Because it’s all trivial. We could all do everything with ease.

It later turned out the app itself actually cost $47,000, which is still a pretty good chunk of change for such a seemingly simple app. Only $8,460,000 per hour.

But the amount of time spent in the IDE is close to irrelevant, as anyone who has ever worked in a large organization knows. These sorts of exercises are universally nonsensical. This method of evaluating the cost of a solution is pure nonsense.

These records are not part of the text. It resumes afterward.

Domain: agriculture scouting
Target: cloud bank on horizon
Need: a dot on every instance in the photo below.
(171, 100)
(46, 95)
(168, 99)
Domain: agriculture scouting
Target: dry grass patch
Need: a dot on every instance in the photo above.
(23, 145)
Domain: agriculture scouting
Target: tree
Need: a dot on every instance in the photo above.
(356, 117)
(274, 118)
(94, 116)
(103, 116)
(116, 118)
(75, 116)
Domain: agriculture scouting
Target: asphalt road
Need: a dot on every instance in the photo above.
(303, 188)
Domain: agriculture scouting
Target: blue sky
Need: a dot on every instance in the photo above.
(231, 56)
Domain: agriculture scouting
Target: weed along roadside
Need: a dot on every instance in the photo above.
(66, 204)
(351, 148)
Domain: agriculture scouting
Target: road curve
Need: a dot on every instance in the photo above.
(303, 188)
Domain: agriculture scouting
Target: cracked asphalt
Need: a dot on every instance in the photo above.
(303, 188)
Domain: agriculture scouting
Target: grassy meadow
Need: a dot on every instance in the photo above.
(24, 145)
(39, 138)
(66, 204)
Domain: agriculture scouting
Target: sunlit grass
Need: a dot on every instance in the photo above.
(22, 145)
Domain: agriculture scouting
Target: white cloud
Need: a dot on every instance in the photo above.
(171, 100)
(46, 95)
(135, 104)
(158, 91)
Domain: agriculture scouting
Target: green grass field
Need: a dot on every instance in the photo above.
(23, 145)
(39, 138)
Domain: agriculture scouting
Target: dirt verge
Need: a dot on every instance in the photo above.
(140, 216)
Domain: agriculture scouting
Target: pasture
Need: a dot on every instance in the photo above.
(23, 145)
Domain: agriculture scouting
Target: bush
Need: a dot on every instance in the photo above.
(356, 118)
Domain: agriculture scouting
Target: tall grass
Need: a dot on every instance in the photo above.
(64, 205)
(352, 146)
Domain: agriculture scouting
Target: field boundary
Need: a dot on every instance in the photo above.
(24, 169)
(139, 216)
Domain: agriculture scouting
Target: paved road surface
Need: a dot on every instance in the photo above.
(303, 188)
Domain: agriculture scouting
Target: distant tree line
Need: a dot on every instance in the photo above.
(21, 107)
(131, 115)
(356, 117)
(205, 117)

I’m not defending the TSA, their security theater, the genesis or criteria for this app, or even saying that it isn’t trivial — by all appearances it seems to be. But knowing that the TSA decided that this is what they were going to do, $47,000 doesn’t sound particularly expensive at all.

Some senior security guy didn’t say “We need x. Do x.” and a day later they had an arrow app. As two large organizations they most certainly had planning meetings, accessibility meetings. They likely argued aesthetics of arrows. They put in checks and conditions to lock the user in the app. They likely allow for varying odds ratios (total conjecture on my part, but I doubt it was a fixed 50:50, and likely had situational service-based variations depending upon overrides for manpower restrictions), etc. Still not in any universe a significant application, but the number of things that people can talk about, question, probe, and consider grows exponentially. The number of possible discussions explodes.

Then documentation, training material (yes, line level workers really need to be trained in all software), auditing to ensure it actually did what it said it did (developers regularly mess up things as simple as “random number” usage), etc.

In the end, $47,000 for a piece of software deployed in an enormous organization, in a security capacity….I’m surprised that the floor for something like this isn’t a couple of magnitudes higher.

Nothing — nothing — in a large organization is trivial. Nothing is cheap. Ever.